Kepemimpinan Hijau Tiongkok: Dari Retorika ke Aksi Nyata dalam Aksi Iklim

Untuk pertama kalinya, Amerika Serikat tidak mengirim perwakilan ke COP—konferensi PBB di mana negara-negara membuat rencana aksi untuk mengurangi perubahan iklim. Ini terjadi setelah Trump menarik AS dari Perjanjian Paris bulan Januari lalu. Dia bilang perjanjian itu ‘tidak adil’ dan ‘sepihak’. Keputusan ini mengeluarkan negara dengan emisi sejarah terbesar dari perjuangan melawan perubahan iklim.

Tapi para pemimpin industri hijau bilang ini tidak berarti diplomasi iklim sudah mati.

“Kalau ada kekosongan, sesuatu atau seseorang akan mengisinya. Di ruang kepemimpinan iklim, kita sekarang lihat banyak negara dari Global Selatan yang maju,” kata Faroze Nadar, direktur eksekutif UN Global Compact Network Malaysia dan Brunei, di Fortune Innovation Forum di Kuala Lumpur, Malaysia, hari Selasa.

Dia menunjuk ke COP30 yang sedang berlangsung di Belém, Brazil, dan menyatakan bahwa banyak paviliun terkenal berasal dari negara-negara Asia, dengan China hadir sangat menonjol.

“Diplomasi iklim sekarang banyak didorong oleh China,” kata Nadar.

Para panelis lain setuju. Mereka menambahkan bahwa sementara China meningkatkan perannya dalam perundingan iklim global, mereka juga melakukan aksi iklim yang nyata.

“(China) tidak hanya bicara, tapi juga bertindak,” kata Ying Staton, Kepala Petugas Keberlanjutan dan Wakil Presiden untuk Asia Pasifik di Plastic Energy.

Negara adidaya di timur itu telah mendorong transisi energi global dengan memperluas produksi dan menurunkan biaya energi terbarukan, tambah Staton. China memproduksi 90% panel surya dunia, 60% turbin angin, 85% sel baterai, dan mendominasi logam tanah jarang.

Namun, keputusan Trump untuk menarik diri tidak sepenuhnya menghapus pengaruh AS dalam perundingan iklim. Sejumlah perwakilan dari tingkat negara bagian dan lokal—termasuk Gubernur California Gavin Newsom—tetap melakukan perjalanan ke Brazil sebagai gantinya.

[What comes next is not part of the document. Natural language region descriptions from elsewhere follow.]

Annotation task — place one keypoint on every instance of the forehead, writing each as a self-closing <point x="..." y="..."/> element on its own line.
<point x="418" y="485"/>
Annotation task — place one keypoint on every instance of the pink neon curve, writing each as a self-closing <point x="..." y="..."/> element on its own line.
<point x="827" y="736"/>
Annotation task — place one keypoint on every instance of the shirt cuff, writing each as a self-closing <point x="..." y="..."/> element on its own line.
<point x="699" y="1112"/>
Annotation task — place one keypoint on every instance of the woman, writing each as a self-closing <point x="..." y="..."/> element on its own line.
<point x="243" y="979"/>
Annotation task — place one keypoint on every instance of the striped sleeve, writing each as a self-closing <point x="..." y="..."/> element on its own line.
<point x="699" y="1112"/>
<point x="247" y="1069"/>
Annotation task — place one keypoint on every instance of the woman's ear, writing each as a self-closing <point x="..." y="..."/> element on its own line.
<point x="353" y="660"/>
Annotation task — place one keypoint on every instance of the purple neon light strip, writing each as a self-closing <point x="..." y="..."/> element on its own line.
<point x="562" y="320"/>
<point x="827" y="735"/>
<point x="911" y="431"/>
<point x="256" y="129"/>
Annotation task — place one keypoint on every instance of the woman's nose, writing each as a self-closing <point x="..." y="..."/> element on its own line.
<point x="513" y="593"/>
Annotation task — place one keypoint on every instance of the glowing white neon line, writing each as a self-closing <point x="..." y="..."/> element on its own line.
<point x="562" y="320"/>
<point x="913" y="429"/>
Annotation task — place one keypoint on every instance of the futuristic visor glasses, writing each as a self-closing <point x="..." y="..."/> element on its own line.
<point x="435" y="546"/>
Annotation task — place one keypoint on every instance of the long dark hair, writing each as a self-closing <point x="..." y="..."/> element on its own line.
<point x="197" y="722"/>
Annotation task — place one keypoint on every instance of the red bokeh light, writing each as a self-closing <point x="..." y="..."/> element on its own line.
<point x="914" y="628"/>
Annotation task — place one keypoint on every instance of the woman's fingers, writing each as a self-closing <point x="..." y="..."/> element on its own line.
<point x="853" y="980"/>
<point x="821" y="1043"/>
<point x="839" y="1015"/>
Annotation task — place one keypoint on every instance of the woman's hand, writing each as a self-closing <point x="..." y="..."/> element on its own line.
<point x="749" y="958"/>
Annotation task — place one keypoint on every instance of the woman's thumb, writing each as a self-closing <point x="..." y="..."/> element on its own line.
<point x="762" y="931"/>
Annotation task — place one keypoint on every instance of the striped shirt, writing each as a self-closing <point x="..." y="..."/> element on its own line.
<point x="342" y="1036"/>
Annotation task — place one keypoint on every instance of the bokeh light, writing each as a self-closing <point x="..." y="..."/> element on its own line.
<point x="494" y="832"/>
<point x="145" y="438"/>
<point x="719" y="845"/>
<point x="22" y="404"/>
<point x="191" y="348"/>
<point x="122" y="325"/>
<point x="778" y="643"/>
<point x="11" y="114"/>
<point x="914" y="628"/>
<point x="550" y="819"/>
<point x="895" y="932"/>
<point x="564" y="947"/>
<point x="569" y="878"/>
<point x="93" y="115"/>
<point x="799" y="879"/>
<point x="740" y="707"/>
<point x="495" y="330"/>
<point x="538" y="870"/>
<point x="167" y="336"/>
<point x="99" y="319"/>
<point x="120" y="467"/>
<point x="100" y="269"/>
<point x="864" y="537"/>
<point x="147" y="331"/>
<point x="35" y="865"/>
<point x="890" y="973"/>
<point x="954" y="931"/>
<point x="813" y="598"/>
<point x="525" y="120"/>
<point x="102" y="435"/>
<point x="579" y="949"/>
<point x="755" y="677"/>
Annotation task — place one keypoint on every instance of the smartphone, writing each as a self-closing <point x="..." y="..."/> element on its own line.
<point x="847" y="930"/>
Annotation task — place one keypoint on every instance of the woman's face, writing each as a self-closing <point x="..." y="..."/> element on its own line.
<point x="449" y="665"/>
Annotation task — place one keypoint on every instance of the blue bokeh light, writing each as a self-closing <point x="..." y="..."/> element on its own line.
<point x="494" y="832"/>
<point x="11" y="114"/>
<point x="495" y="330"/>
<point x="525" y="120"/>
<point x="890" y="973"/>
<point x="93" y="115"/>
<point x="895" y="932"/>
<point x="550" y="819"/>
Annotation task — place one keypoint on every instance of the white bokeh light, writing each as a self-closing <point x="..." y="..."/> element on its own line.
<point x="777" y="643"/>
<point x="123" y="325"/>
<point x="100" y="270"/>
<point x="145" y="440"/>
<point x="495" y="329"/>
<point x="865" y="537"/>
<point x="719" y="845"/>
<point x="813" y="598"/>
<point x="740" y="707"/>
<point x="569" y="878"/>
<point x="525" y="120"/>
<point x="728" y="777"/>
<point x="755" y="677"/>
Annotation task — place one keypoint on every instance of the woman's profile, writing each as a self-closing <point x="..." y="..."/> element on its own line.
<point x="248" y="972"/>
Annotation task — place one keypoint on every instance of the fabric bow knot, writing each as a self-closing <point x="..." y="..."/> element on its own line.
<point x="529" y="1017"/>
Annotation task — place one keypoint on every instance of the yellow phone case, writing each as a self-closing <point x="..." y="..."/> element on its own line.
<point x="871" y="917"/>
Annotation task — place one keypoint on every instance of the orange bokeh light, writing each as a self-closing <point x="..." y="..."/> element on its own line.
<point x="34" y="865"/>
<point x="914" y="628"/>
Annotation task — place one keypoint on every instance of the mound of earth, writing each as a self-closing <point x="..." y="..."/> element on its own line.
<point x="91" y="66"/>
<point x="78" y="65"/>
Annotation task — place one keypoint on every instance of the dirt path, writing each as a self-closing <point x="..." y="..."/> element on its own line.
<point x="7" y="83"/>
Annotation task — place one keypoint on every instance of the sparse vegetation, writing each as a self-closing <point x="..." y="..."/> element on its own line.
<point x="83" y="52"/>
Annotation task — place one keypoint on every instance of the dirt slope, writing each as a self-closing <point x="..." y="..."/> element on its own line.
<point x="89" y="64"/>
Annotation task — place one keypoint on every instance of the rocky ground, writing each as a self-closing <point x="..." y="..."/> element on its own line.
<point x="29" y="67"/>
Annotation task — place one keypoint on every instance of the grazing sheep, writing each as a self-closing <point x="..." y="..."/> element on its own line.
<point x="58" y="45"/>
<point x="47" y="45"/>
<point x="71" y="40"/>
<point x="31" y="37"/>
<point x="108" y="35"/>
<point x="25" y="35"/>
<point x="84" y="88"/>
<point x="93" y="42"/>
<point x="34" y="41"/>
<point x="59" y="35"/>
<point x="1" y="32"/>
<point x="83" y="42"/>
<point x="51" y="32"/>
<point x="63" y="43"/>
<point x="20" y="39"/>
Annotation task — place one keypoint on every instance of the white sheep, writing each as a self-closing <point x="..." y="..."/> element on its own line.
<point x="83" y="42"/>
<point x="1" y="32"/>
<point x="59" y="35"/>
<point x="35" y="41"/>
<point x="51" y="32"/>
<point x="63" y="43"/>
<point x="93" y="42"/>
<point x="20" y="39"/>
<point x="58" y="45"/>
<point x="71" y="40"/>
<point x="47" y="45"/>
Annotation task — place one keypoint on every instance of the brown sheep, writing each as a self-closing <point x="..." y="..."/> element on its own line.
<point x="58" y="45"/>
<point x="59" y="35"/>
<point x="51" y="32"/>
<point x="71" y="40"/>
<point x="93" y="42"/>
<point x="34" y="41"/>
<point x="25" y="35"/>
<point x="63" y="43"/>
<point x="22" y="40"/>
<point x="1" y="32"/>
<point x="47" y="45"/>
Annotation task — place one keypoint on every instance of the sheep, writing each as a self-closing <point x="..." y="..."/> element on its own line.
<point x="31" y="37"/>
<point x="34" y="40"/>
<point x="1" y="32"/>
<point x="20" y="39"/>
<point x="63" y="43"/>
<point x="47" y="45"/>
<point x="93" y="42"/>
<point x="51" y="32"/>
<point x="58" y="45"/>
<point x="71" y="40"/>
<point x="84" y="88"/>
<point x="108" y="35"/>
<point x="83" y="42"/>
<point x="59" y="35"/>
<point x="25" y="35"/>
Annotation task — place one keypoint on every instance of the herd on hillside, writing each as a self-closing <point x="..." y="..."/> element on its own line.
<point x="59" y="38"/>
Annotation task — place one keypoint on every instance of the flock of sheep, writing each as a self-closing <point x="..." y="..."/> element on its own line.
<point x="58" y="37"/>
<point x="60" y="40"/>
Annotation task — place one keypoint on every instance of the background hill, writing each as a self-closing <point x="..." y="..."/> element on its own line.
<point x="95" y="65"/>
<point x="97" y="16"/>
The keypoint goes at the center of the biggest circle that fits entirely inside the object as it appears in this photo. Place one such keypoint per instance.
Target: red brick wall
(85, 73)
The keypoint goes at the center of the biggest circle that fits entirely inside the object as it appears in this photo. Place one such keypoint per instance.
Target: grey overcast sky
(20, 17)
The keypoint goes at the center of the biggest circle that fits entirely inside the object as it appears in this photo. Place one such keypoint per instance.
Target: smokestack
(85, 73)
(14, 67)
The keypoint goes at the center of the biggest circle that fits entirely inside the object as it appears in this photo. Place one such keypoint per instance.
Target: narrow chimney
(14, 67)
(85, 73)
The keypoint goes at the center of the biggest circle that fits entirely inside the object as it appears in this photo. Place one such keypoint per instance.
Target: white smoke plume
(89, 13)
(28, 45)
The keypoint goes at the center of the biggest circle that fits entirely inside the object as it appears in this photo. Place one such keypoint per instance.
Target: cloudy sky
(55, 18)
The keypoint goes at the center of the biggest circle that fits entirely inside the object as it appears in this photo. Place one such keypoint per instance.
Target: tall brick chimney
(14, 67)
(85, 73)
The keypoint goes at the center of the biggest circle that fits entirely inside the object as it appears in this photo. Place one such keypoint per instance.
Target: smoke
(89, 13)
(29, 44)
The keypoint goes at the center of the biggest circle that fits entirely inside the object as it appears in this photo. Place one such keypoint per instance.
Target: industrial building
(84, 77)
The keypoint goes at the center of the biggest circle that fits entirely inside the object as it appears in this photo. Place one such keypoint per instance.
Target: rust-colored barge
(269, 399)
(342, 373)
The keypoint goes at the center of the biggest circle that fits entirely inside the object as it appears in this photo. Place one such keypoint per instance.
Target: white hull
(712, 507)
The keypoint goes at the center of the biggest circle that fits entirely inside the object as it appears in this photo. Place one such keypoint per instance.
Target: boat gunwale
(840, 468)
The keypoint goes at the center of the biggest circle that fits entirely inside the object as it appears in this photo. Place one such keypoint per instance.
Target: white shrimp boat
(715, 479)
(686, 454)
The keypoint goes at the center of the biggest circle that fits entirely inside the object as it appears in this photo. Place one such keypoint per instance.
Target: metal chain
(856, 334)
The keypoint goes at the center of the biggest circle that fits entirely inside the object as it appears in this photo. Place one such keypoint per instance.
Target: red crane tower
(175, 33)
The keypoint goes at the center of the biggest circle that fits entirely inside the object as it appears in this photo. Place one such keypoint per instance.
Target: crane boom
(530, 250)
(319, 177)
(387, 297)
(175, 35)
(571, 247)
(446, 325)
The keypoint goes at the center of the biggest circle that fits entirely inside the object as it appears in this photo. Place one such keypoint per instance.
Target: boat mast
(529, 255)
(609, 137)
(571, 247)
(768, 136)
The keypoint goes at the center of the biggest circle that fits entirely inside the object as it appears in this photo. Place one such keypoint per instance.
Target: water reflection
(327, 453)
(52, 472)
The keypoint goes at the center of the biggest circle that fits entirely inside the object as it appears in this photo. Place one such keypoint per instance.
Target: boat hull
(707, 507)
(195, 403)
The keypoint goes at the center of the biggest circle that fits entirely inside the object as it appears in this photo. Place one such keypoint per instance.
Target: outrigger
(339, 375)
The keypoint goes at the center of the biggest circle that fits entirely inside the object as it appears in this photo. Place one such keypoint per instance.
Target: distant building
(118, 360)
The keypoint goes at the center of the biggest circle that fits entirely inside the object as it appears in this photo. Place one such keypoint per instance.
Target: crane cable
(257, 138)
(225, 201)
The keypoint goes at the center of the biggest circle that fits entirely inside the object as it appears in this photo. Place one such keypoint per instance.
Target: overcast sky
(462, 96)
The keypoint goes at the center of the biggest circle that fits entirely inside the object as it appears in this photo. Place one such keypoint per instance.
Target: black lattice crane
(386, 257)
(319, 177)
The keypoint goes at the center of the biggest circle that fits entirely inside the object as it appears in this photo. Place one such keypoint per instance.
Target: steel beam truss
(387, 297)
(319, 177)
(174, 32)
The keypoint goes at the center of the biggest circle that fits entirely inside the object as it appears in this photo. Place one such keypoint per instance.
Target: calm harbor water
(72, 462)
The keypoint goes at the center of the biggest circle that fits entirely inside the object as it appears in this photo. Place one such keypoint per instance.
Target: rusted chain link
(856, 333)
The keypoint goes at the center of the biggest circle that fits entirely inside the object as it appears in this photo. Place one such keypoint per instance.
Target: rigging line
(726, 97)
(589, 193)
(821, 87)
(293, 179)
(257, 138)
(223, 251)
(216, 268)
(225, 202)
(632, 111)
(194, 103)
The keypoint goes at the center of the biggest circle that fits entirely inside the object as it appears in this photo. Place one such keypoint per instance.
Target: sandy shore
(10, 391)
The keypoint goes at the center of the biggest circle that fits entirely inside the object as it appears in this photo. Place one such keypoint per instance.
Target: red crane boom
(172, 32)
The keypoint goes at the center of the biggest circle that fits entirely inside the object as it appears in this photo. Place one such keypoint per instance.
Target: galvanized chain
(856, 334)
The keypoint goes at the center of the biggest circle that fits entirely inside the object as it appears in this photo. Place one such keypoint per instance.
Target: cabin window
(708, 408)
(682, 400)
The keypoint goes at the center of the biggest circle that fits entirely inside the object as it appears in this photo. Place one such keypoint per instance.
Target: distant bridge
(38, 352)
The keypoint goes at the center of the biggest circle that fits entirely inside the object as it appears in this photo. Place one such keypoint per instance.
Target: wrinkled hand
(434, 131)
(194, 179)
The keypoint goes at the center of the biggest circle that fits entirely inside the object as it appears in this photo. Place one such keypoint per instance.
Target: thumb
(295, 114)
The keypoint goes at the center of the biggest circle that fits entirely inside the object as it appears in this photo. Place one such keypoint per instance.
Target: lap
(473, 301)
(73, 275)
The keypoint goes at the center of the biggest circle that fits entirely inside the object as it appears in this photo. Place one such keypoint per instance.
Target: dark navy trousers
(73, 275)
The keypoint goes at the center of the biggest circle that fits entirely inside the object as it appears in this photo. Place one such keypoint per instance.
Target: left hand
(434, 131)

MEMBACA  Bos Prancis takut dengan rencana ekonomi yang kabur dari sayap kanan jauh

“(Ini menunjukkan bahwa) ada banyak tuas kebijakan yang bisa ditarik, dan seringkali pemerintah daerah lokal yang memiliki tuas yang lebih langsung,” kata Staton.

Dan meskipun pemerintah punya peran, bisnis juga demikian.

“Ekonomi baru akan dibangun di atas gerakan iklim, jadi ada masuk akal bisnis untuk menjadi bagian darinya,” kata Nadar. “Dan bisnis adalah pemangku kepentingan termudah untuk diajak kerja sama, karena mereka didorong oleh bahasa yang sama, yaitu profitabilitas.”

Misalnya, UN Global Compact Network Malaysia dan Brunei, yang dipimpin Nadar, sering bekerja sama dengan Sarawak Energy—produsen energi hijau terbesar di Malaysia—untuk upaya keberlanjutan perusahaan, katanya.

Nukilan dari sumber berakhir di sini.